Luciola antipodum Bourgeois, 1884 [Lampyridae: Luciolinae]

Luciola antipodum Bourgeois, 1884: 285.

Rhagophthalmus antipodum: Olivier 1902: 87; Fauvel, 1904: 140.

Bourgeoisia antipodum: Olivier 1908: 17.

Distribution

New Caledonia, Solomon Islands.

Remarks

This firefly species was originally described in Luciola Laporte, 1833 (Bourgeois 1884) and later transferred to Rhagophthalmus by Olivier (1902). The same author later placed this species in his new genus Bourgeoisia Olivier, 1908, and McDermott (1966) subsequently designated it the type species of this genus. Bourgeoisia is currently considered a synonym of Luciola (e.g., Ballantyne and Lambkin 2013; Ballantyne et al. 2019). For more information on L. antipodum see e.g., McDermott (1966); Ballantyne (1968); Ballantyne and Lambkin (2013); and Ballantyne et al. (2019).
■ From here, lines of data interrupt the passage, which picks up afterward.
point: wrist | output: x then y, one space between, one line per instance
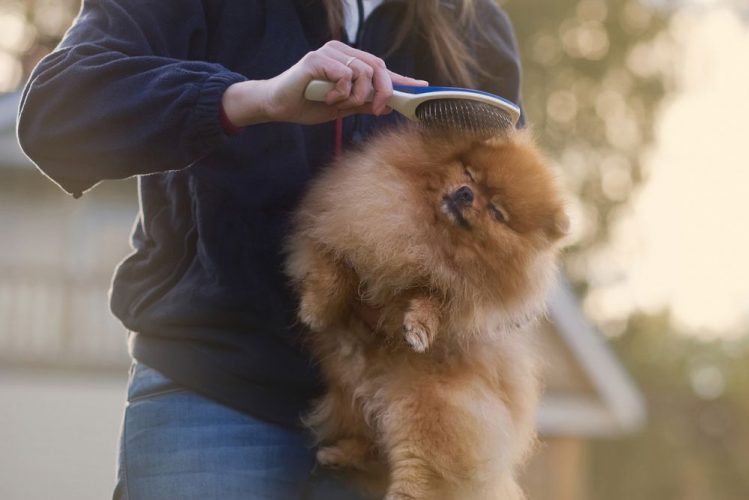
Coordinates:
244 103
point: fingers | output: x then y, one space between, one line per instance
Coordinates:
371 80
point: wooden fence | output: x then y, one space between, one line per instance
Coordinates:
50 318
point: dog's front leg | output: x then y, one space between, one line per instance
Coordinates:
421 322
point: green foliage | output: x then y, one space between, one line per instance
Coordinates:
592 87
696 443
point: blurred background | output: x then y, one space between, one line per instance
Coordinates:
642 106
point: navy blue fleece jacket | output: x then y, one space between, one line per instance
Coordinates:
134 90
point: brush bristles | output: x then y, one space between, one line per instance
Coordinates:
464 116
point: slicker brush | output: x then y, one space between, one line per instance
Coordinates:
443 109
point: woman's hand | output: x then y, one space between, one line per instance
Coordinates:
356 75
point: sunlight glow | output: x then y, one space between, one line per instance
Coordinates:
685 244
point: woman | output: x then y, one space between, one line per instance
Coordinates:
203 100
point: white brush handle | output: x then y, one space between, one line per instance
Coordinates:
402 102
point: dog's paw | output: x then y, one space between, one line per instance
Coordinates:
416 334
332 456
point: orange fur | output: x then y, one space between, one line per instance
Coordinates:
444 391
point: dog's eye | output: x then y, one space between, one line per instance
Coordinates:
499 213
470 173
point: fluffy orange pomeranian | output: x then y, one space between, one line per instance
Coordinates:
454 241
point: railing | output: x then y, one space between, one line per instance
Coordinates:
52 318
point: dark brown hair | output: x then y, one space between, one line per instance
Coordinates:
452 57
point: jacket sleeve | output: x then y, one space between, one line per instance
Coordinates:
496 51
125 93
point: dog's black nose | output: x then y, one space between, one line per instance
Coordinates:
463 196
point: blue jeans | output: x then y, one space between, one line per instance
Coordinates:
178 445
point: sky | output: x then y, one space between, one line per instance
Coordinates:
684 243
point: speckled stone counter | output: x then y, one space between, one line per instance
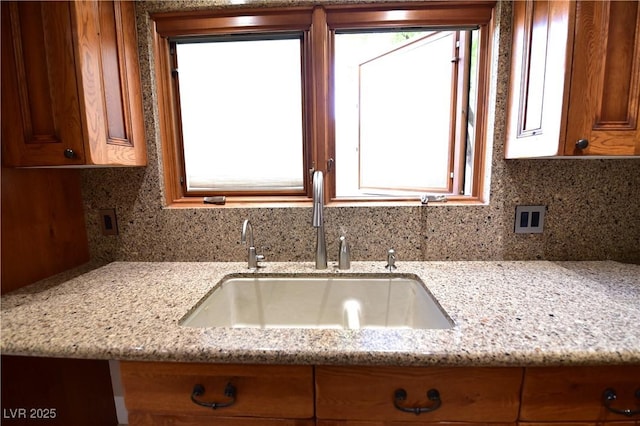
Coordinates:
505 313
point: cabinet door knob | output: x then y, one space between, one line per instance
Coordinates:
609 395
229 392
433 395
582 143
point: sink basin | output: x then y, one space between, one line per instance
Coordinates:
323 302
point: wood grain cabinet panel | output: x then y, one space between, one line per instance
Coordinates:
568 394
71 85
154 392
368 393
575 79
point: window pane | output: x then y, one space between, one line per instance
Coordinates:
393 112
241 108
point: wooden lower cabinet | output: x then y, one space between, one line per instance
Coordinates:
368 395
576 394
162 393
165 420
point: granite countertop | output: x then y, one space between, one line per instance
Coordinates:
506 314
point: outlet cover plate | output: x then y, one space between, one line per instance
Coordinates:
108 222
530 219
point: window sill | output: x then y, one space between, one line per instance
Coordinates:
279 202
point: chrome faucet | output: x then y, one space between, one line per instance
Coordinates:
391 260
318 219
252 256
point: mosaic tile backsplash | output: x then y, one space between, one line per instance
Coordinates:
593 205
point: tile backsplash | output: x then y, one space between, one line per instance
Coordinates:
593 205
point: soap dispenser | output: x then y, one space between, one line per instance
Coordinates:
344 256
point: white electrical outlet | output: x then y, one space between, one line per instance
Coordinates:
530 219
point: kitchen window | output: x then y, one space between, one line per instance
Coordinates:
389 102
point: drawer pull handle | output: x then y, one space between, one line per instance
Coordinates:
229 392
432 394
609 396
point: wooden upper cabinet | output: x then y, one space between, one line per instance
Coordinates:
575 79
71 85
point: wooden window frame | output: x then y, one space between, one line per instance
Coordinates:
318 23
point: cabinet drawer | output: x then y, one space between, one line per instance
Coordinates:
261 390
576 393
466 394
146 419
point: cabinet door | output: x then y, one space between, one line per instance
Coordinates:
371 394
40 110
264 391
576 393
540 69
605 82
110 89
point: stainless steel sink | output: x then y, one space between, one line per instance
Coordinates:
323 302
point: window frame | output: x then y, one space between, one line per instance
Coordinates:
318 23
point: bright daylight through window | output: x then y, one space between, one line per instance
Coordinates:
386 111
241 109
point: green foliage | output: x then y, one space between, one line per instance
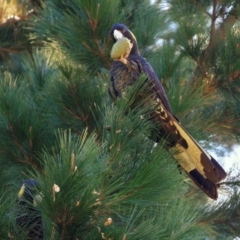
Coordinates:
58 125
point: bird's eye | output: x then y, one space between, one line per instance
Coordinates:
117 34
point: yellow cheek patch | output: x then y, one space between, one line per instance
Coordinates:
121 48
21 192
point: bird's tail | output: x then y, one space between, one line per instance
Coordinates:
201 167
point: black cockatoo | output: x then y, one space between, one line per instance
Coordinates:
202 168
28 217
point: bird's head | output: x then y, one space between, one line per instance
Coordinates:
120 30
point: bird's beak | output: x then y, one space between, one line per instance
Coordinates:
21 192
117 34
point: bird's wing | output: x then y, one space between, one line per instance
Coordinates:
201 167
156 84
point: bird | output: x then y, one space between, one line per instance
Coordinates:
125 70
28 218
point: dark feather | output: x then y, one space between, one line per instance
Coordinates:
205 172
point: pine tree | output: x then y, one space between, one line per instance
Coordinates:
99 175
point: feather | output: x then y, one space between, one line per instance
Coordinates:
203 169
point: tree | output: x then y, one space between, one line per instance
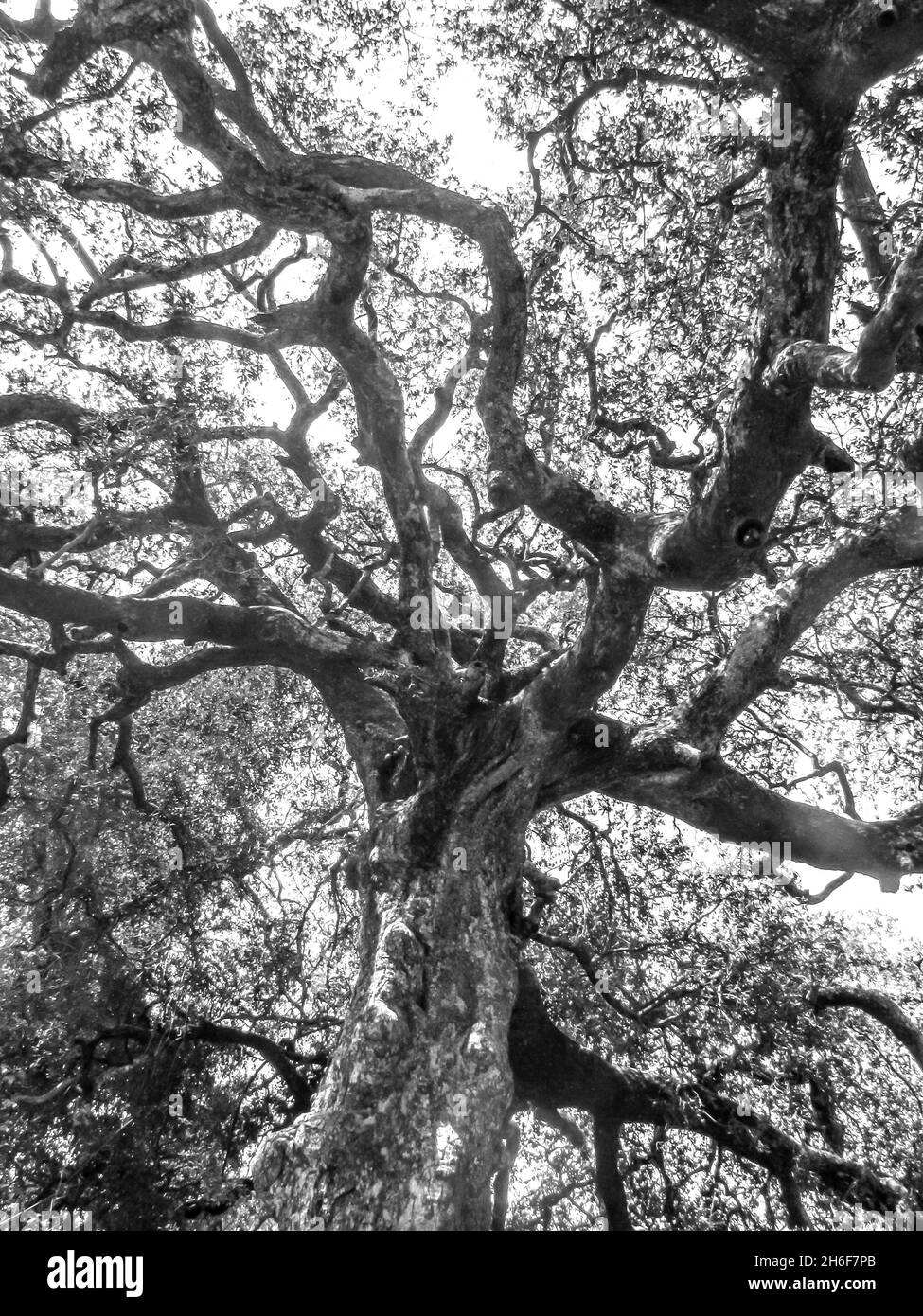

Reductodrilus Pic, 1943 [Lampyridae: Ototretinae]

Reductodrilus Pic, 1943: 9. Type species. Reductodrilus nigroapicalis Pic, 1943; by monotypy.

Composition and distribution

Only a single species, R. nigroapicalis Pic, 1943 from northern Borneo (Malaysia: Sabah). Reductodrilus nigroapicalis var. latetestaceus Pic, 1943 should have a subspecific status according to Article 45.6.4. of the Code (ICZN 1999).

Remarks

Reductodrilus was initially placed in Drilidae (Pic 1943; Wittmer 1948). After most Drilidae genera were transferred to different families (e.g., Lampyridae, Lycidae, Omethidae, and Rhagophthalmidae) by Crowson (1972), Reductodrilus remained in an uncertain position. Kundrata and Bocak (2011a) listed it in Rhagophthalmidae in their revision of Pseudothilmanus. Probable syntypes of both subspecies of R. nigroapicalis are deposited in MNHN. Here, we tentatively transfer Reductodrilus to Lampyridae: Ototretinae based on its suboval and somewhat flattened body, antennae with 11 antennomeres which clearly extend beyond the posterior pronotal margin, head partially covered by pronotum, eyes clearly separated by frons, pronotum transverse, medially elevated, with anterior angles inconspicuous, rounded, and posterior angles projected posteriad (for more details see Janisova and Bocakova 2013). A detailed revision of this genus should improve our understanding of its systematic position.

Discussion

Although Rhagophthalmidae have been known to entomologists for more than a century, their taxonomy and classification are still poorly known. The number of genera included in Rhagophthalmidae and also their placement within Elateroidea classification vary by source (e.g., McDermott 1966; Crowson 1972; Lawrence and Newton 1995; Kawashima et al. 2010; Kundrata and Bocak 2011a). In the last decade, Elateroidea systematic research has accelerated and the classification of the superfamily has experienced many taxonomic changes (e.g., Kundrata et al. 2014, 2019; Bocak et al. 2018; Kusy et al. 2018b, 2021), including the discoveries of two new recent families (Bocak et al. 2016; Rosa et al. 2020) and one new extinct family (Li et al. 2021b). However, only six new species of Rhagophthalmidae were described in three taxonomic papers in the same period (Ho et al. 2012; Kazantsev 2012; Yiu 2017). This is especially striking when compared to the most closely related family of Rhagophthalmidae (i.e., Phengodidae), where numerous taxonomic studies were published (e.g., Constantin 2014, 2016; Zaragoza-Caballero and Hernández 2014; Roza et al. 2017, 2018; Roza and Mermudes 2019, 2020; Vega-Badillo and Zaragoza-Caballero 2019; Vega-Badillo et al. 2020, 2021a, b), including not only descriptions of several new genera and species but also phylogenetic analyses of the group (Zaragoza-Caballero and Zurita-García 2015; Quintino 2017; Kundrata et al. 2019; Roza 2022). In Rhagophthalmidae, the most important research topics include taxonomic limits, phylogenetic relationships, accurate dating of the origin of the group, the evolution of bioluminescence and paedomorphosis, systematics of all genera (including revisions of already known species as well as descriptions of new taxa), descriptions of paedomorphic females and immature stages for all genera and species, and evaluating the distribution of the group at both generic and family levels.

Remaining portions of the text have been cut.